Basics to strtree
strtree is a Python package for strings binary classification, based on regular expressions put in a decision tree.
Github repo: stretree
With strtree you can:
- Do a binary classification of your strings using automatically extracted regular expressions
- Find shortest regular expressions which covers strings with positive labels in the most accurate way
Look at a quick example.
Example
Firstly, let's build a tree from strings and their labels.
import strtree
strings = ['Samsung X-500', 'Samsung SM-10', 'Samsung X-1100', 'Samsung F-10', 'Samsung X-2200',
'AB Nokia 1', 'DG Nokia 2', 'THGF Nokia 3', 'SFSD Nokia 4', 'Nokia XG', 'Nokia YO']

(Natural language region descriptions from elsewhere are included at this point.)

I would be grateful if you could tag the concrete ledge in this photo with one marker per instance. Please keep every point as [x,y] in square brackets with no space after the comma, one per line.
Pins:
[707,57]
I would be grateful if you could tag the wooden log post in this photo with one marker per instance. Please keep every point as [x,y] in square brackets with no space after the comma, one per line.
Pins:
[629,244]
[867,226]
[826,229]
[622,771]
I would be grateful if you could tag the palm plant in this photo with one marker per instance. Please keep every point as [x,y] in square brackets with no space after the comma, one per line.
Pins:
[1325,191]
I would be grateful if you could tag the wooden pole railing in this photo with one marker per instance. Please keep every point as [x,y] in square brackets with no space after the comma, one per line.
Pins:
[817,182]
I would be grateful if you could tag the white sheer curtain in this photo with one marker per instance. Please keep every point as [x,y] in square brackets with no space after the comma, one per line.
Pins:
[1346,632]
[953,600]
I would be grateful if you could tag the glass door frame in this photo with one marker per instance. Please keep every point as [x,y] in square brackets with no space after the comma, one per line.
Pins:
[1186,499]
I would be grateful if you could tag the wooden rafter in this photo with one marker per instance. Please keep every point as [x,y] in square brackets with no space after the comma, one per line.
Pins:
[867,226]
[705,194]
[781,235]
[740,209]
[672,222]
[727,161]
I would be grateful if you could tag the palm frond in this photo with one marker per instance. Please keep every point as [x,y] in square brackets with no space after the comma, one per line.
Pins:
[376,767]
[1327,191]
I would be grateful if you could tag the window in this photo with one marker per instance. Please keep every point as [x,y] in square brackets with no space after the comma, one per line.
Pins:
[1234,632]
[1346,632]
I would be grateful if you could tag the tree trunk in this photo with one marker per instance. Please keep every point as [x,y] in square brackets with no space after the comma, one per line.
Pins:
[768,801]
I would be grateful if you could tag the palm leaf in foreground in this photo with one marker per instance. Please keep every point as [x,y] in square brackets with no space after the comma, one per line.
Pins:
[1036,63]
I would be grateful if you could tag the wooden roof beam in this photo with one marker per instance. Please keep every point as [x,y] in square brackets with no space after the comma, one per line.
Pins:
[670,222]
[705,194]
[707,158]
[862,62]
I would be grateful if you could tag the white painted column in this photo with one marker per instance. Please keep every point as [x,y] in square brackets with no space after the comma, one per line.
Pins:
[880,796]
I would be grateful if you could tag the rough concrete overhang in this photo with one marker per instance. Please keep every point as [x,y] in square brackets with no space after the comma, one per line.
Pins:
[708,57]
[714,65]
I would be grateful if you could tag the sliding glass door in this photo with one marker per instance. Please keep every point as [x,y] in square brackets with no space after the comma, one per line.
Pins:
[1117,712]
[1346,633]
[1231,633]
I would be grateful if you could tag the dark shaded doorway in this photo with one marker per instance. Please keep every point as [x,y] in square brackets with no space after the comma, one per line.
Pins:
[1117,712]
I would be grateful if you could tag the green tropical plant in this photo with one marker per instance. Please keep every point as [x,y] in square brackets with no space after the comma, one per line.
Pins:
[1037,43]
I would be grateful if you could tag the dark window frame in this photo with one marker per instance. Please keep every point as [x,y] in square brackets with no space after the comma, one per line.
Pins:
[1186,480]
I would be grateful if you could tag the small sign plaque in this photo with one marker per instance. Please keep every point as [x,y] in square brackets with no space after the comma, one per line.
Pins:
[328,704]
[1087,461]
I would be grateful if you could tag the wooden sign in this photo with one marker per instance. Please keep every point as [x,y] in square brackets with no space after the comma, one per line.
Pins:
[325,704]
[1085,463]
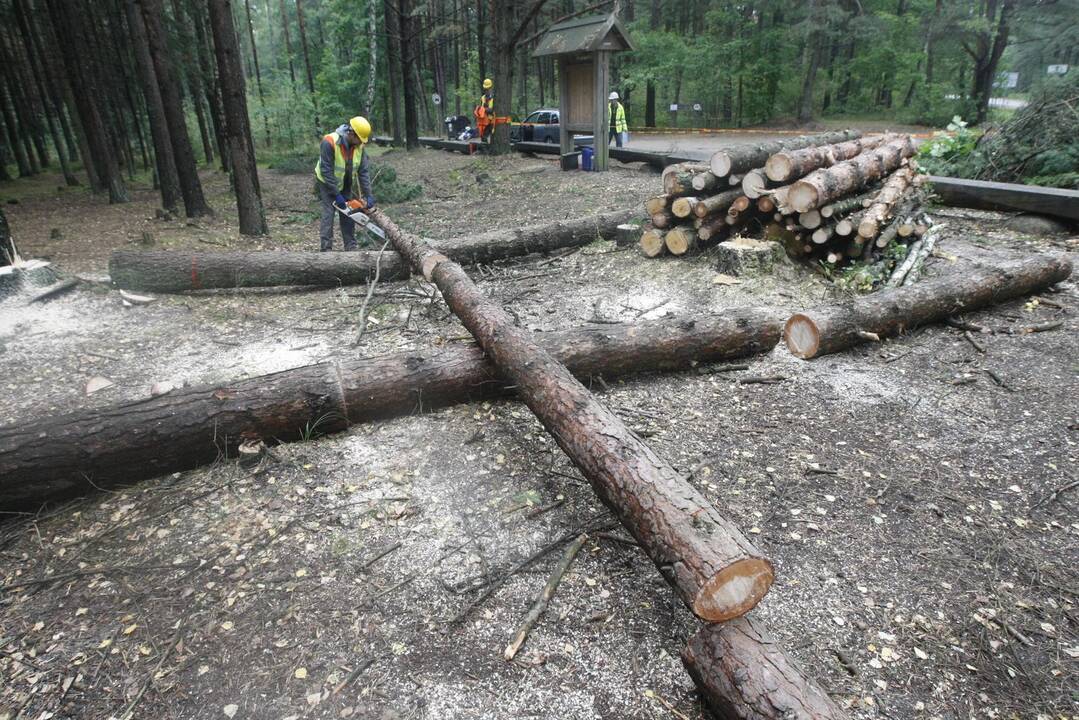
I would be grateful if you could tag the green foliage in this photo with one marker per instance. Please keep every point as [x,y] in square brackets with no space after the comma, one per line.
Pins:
[942,153]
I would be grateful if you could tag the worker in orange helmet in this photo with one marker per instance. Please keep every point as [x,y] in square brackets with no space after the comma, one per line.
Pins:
[487,107]
[336,180]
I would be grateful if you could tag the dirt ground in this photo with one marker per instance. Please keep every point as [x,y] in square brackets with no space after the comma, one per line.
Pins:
[922,515]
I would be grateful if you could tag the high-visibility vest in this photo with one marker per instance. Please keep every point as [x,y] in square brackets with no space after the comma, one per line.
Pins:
[619,119]
[340,159]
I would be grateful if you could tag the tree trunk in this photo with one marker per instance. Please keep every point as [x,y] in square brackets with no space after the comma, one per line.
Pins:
[245,174]
[712,567]
[885,201]
[789,165]
[888,313]
[306,59]
[74,53]
[56,457]
[742,158]
[194,202]
[824,186]
[407,48]
[167,179]
[166,271]
[745,675]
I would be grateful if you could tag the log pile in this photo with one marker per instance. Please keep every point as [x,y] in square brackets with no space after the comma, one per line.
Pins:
[833,200]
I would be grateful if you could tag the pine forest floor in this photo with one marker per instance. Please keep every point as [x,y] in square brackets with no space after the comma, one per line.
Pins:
[923,518]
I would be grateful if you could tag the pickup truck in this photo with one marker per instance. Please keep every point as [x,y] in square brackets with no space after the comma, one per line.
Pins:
[541,126]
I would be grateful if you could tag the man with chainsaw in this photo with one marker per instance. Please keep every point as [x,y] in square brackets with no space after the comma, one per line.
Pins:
[486,109]
[616,119]
[336,180]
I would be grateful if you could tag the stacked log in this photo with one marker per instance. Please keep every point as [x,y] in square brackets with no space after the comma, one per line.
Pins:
[829,199]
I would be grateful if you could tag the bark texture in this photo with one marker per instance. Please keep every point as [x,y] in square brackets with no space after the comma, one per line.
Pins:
[69,454]
[827,185]
[745,675]
[791,164]
[888,313]
[710,564]
[742,158]
[164,271]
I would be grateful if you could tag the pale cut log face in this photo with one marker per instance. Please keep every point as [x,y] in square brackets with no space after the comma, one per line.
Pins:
[802,336]
[734,591]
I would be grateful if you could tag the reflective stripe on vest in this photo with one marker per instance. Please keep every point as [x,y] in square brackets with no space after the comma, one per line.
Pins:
[340,160]
[619,119]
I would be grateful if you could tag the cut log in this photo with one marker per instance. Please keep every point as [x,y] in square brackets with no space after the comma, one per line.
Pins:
[715,204]
[995,195]
[809,220]
[741,158]
[657,204]
[663,219]
[165,271]
[652,242]
[845,205]
[713,568]
[883,204]
[888,313]
[706,181]
[754,184]
[742,674]
[825,186]
[684,206]
[713,229]
[678,179]
[681,240]
[789,165]
[51,458]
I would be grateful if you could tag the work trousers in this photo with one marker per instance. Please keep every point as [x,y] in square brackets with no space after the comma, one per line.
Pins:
[326,222]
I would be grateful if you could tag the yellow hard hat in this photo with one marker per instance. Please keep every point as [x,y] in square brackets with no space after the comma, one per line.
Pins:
[362,127]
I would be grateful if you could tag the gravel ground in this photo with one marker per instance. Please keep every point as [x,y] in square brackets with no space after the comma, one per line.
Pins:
[922,516]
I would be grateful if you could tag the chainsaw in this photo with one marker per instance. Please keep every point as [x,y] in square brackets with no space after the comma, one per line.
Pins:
[362,219]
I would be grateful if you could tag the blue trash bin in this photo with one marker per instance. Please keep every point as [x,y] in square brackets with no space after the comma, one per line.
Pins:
[587,153]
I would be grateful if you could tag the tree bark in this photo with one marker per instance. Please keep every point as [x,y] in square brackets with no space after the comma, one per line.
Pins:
[830,184]
[712,567]
[885,201]
[51,458]
[306,58]
[167,179]
[745,675]
[194,201]
[792,164]
[165,271]
[245,174]
[74,53]
[888,313]
[742,158]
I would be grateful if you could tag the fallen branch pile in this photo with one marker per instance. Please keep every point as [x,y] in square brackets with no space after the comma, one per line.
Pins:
[834,199]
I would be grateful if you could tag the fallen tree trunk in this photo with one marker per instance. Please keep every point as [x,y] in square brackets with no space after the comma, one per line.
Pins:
[883,204]
[166,271]
[745,675]
[741,158]
[792,164]
[995,195]
[64,456]
[890,312]
[824,186]
[710,564]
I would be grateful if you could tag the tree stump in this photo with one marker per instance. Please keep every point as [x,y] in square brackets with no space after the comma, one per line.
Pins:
[746,256]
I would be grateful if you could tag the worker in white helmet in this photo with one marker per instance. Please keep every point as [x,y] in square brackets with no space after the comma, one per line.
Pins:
[616,119]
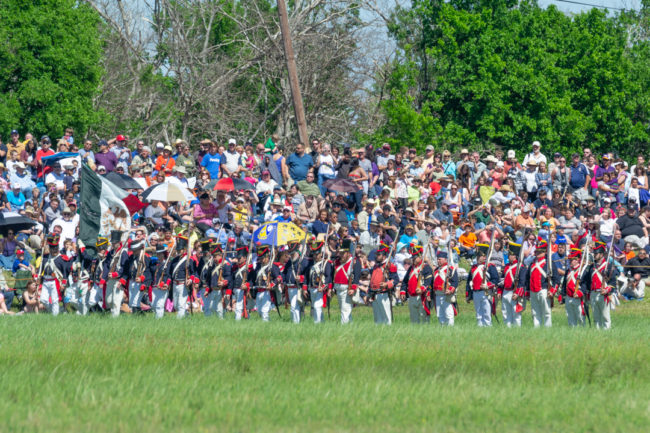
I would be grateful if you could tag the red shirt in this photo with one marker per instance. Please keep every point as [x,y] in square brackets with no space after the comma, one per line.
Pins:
[40,154]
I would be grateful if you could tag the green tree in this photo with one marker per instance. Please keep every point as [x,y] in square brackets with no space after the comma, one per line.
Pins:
[50,69]
[487,73]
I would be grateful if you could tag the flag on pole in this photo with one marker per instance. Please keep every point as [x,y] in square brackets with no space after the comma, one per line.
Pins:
[102,209]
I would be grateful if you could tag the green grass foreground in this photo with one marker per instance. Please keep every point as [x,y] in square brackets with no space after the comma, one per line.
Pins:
[135,374]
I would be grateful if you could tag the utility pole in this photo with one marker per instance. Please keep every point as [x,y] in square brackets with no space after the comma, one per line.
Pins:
[298,108]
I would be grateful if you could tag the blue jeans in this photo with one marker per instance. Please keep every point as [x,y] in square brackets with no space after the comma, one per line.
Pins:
[322,178]
[9,297]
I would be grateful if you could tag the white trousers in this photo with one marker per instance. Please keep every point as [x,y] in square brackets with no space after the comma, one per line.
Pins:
[180,299]
[50,297]
[539,305]
[345,302]
[600,311]
[416,310]
[263,304]
[135,295]
[483,308]
[212,303]
[95,296]
[444,310]
[316,305]
[574,311]
[158,302]
[508,310]
[114,296]
[381,309]
[238,295]
[83,291]
[297,309]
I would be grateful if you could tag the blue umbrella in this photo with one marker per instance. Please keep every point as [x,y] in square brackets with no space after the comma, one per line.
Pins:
[277,233]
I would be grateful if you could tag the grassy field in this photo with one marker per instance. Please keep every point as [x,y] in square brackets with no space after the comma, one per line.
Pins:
[97,374]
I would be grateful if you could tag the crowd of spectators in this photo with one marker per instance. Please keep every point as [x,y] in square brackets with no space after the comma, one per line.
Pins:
[449,199]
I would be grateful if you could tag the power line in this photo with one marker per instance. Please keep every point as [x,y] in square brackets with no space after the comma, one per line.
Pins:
[589,4]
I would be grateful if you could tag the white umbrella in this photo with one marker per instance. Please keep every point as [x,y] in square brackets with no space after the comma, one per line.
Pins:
[167,192]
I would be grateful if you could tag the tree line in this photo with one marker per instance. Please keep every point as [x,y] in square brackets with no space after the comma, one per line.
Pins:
[460,73]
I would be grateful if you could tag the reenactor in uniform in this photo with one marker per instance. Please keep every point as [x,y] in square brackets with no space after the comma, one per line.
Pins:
[294,278]
[445,284]
[159,288]
[136,265]
[239,283]
[117,273]
[82,279]
[599,280]
[53,274]
[181,274]
[479,288]
[319,279]
[416,284]
[218,275]
[347,271]
[262,284]
[95,297]
[511,292]
[573,296]
[538,287]
[383,279]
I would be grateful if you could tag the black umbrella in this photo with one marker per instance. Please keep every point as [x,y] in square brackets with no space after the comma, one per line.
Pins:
[123,181]
[341,185]
[14,221]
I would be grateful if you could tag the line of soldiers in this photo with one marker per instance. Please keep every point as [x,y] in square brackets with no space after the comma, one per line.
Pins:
[311,273]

labels = [1, 0, 1, 0, 1, 1, 1, 1, 1, 0, 0]
tree = StringTree()
tree.build(strings, labels, min_precision=0.75, min_token_length=1)
Let's see what regular expressions were extracted.
for leaf in tree.leaves:
print(leaf)
You may need to check the precision and recall of the whole tree for a given set of strings and true labels.
print('Precision: {}'.format(tree.precision_score(strings, labels)))
print('Recall: {}'.format(tree.precision_score(strings, labels)))
Finally, you can pass any strings you want and see if they match to extracted regular expressions or not.
matches = tree.match(other_strings)
Installing
- Use PyPI:
pip install strtree
- Use a distribution file located in the
dist
folder:
pip install strtree-0.1.0-py3-none-any.whl
Contribution
You are very welcome to participate in the project. You may solve the current issues or add new functionality - it is up to you to.